EMILE MARIE DEKIERE. Belgian, from Roeselare. Joined the Mission between 1862 and 1865. Listed in the 1865 Scottish Catholic Directory as assisting J.B. Baudoin at Reykjavik in Iceland. Had been a student of Guido Gezelle’s at Roeselare seminary and been encouraged to join the North Pole Mission by him. He worked first in Iceland, from where he kept up a correspondence with Gezelle for a while. He published a volume of Apologetics in Iceland in 1865. From 1867-1874 he worked in Norway and in 1869 he was assisting the Prefect Apostolic in setting up a new house in Copenhagen.
J.P. CAPRON, appointed to Wick as Apostolic Missioner by Bernard in 1866 after the headquarters of the Prefect Apostolic was moved to Copenhagen. He had previously been working in Lancashire among the poor. In 1867 he was assisting Claude Dumahut in Wick and attending the Orkney Islands, which were without a resident priest. Still resident in Wick (serving Orkney three times a year) in 1872.
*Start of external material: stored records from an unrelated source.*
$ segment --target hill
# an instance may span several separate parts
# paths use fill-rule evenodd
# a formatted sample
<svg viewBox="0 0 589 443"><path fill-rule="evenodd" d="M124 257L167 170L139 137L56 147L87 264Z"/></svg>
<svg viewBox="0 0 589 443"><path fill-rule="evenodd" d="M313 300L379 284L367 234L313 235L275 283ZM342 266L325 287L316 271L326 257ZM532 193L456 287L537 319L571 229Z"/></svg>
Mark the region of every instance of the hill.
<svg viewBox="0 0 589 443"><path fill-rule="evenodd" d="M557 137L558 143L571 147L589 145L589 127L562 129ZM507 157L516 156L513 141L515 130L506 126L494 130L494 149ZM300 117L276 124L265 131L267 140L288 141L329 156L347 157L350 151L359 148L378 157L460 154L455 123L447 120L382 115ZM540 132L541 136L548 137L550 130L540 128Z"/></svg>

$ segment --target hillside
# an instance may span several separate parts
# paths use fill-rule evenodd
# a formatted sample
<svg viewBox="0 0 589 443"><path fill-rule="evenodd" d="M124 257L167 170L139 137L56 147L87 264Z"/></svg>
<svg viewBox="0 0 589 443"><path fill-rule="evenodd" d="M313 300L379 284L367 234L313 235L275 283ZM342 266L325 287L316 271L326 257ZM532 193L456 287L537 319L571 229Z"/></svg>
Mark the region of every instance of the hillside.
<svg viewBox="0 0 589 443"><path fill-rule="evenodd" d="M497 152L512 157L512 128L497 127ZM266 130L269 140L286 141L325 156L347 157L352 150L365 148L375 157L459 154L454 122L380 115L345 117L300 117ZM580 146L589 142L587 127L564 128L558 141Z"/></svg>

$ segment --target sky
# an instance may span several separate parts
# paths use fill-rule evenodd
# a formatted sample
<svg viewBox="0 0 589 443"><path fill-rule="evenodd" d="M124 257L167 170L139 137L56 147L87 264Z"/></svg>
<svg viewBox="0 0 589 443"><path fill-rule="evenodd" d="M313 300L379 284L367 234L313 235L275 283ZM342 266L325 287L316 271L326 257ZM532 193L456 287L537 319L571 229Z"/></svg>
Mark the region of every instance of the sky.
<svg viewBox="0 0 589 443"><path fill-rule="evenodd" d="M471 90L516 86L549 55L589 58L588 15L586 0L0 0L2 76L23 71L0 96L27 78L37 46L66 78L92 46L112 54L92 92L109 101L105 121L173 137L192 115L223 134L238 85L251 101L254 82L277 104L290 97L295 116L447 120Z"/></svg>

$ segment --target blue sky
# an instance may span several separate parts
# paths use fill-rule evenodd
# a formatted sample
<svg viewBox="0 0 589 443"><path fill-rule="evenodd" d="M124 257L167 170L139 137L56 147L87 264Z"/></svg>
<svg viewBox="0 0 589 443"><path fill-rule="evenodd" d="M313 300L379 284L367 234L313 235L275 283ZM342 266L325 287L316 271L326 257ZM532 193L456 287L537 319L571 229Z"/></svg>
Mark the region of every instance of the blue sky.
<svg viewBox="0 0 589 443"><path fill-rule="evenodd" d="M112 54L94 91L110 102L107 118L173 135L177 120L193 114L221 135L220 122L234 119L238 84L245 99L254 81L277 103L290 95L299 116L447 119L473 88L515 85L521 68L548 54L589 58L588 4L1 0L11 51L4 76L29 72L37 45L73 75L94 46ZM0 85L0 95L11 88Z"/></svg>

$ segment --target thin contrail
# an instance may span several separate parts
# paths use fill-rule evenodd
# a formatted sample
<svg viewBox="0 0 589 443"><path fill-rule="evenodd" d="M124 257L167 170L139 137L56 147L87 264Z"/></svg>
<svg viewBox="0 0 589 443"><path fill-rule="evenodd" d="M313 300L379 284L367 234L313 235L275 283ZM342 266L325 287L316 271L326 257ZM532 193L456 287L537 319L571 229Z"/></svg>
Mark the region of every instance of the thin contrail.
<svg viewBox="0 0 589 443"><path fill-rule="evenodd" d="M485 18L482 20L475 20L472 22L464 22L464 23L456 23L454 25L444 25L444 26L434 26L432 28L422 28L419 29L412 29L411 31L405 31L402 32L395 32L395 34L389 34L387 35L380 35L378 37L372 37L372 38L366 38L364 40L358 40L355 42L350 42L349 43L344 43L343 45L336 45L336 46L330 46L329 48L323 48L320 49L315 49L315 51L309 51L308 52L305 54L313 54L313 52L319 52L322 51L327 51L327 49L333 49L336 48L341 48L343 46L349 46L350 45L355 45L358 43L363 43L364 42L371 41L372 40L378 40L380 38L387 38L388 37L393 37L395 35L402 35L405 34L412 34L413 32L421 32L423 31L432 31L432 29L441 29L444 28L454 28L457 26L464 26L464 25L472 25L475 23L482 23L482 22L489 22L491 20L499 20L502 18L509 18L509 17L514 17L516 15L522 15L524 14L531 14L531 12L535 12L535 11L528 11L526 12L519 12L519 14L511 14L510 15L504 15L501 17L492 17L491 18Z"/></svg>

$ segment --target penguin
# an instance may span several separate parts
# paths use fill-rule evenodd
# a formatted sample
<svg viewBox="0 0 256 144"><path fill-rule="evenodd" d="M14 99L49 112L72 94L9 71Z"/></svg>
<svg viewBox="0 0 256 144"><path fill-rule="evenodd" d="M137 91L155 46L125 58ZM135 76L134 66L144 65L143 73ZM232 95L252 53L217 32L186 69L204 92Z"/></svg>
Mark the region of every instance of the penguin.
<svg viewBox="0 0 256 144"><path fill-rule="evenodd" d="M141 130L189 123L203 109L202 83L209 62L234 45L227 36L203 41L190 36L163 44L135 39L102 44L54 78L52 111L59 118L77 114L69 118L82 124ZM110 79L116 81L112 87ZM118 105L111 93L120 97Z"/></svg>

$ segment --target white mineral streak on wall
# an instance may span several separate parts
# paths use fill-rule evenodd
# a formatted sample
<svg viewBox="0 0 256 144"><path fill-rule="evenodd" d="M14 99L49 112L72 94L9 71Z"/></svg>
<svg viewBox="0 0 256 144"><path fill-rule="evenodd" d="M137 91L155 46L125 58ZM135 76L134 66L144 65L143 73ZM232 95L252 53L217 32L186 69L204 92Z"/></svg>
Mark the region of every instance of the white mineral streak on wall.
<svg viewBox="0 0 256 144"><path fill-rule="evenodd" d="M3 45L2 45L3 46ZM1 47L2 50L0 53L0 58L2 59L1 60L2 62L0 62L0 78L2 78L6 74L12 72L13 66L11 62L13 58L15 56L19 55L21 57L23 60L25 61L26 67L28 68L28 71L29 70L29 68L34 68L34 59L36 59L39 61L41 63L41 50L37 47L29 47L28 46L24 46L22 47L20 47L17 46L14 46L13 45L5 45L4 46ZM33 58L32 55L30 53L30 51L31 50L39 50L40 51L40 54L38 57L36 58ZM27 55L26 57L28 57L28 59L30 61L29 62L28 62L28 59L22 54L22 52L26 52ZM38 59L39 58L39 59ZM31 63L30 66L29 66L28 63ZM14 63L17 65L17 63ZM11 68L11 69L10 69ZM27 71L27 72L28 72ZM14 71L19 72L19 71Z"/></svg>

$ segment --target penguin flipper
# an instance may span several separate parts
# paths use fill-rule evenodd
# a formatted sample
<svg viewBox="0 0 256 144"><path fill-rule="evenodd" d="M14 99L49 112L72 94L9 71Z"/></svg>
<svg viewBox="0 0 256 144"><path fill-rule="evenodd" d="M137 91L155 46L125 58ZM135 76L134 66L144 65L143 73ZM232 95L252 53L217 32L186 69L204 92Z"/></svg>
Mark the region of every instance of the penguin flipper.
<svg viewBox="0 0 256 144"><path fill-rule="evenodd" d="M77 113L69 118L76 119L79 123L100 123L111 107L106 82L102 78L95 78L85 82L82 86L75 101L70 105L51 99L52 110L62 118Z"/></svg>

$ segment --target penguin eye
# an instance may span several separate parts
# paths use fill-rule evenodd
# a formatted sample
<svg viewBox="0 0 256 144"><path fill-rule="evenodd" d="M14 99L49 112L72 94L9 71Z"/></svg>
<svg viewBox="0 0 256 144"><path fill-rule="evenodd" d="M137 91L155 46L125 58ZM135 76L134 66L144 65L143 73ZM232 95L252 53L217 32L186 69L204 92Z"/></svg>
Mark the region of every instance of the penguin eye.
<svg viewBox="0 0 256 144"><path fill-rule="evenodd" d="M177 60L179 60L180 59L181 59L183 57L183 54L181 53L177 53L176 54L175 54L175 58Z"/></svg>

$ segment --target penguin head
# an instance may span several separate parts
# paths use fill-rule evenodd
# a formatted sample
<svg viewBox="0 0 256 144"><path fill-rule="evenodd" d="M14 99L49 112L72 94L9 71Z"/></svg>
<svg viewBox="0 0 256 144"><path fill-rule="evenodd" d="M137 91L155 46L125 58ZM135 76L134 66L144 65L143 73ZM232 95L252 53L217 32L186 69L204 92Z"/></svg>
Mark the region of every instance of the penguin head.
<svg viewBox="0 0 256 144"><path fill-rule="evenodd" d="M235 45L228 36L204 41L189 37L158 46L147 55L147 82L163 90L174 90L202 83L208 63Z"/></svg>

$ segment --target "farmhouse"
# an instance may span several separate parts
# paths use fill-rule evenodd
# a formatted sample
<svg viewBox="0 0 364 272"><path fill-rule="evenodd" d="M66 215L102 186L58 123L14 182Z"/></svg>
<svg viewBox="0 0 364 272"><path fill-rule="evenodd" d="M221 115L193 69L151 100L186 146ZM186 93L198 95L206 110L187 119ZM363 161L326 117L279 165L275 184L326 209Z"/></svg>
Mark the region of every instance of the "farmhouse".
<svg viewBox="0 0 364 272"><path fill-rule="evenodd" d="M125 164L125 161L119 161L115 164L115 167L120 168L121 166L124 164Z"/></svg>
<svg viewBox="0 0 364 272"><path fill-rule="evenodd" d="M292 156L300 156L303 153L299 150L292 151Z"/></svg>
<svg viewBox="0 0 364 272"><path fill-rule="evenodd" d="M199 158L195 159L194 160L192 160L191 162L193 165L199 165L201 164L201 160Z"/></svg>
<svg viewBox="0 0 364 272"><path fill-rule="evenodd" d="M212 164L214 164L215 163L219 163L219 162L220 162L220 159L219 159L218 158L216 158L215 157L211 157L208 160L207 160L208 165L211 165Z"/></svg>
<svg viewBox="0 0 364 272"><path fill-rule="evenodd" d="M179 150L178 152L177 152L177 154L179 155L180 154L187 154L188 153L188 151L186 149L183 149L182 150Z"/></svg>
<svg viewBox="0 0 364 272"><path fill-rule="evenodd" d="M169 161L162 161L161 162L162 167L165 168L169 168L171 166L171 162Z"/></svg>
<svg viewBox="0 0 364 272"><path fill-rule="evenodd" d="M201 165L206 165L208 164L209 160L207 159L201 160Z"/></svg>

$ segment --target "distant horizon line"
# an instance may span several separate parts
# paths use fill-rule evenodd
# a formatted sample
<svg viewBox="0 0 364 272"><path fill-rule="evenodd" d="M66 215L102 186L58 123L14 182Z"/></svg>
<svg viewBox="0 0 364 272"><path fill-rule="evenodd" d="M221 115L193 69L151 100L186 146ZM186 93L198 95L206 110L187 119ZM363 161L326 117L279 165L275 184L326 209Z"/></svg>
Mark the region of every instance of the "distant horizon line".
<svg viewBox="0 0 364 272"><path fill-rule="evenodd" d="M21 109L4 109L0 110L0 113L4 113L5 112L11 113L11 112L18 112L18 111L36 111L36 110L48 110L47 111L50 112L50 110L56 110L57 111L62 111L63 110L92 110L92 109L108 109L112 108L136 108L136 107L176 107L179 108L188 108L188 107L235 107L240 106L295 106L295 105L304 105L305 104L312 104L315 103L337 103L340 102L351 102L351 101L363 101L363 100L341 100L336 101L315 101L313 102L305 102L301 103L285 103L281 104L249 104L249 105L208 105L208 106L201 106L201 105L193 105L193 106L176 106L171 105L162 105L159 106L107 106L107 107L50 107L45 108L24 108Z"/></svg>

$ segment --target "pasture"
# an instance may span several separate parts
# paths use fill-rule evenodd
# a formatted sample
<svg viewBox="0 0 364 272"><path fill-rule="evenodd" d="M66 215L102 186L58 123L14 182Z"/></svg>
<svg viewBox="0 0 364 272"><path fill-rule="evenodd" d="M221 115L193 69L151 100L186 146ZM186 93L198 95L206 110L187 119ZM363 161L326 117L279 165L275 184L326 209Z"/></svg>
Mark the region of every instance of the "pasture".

Rev VANWTBERGHE. Belgian, from the diocese of Bruges. Described as a “young missionary” in 1869. Based in Wick, serving also he Orkney islands periodically.
HENRICK BLANCKE. Belgian. He had passed through Roeselare seminary and been recruited for the North Pole Mission there. Blancke is remembered as a slightly eccentric man. He worked from 1868-1870 in the Faroes, then from 1870 – 1887 in Norway. His main work in Norway was the mission station of Halden (Fredrikshald), which he founded.
CLAUDE DUMAHUT, born in France. Listed in 1867 as missionary with Capron in Wick. In 1872 he moved to Norway and became the first pastor of the Catholic Church in Trondheim.
- - - - -DR OLAFUR GUNLOGSSEN was the only Scandinavian member of the mission and a convert to Catholicism from Lutheranism. He was an Icelandic layman who had studied for a doctorate at the Catholic University of Louvain. He was with Djunkowsky when he made his first journey to Arctic Norway in the Spring of 1856 and established himself at the Alta mission. His special contribution was to translate medieval Scandinavian literature to raise awareness of the Catholic heritage of the Nordic lands. His translation of a poem in honour of the Blessed Virgin Mary went through two editions in three months, the first published in Copenhagen, the second in Vienna. He accompanied Djunkowsky on his visits to the Faroes in July 1860, to London the following month and then to Shetland in September. He stayed on briefly in Lerwick after Djunkowsky sailed for Orkney and was present with Bernard at the reception of Mary Nicolson into the Catholic Church in October 1860. Soon after this he left the North Pole Mission. Djunkowsky gave him a letter of introduction to Cardinal Wiseman in London with the hope that he would find employment in a college or with a family. Gunlögssen had been considering ordination to the priesthood but from November 1860 pursued a secular career.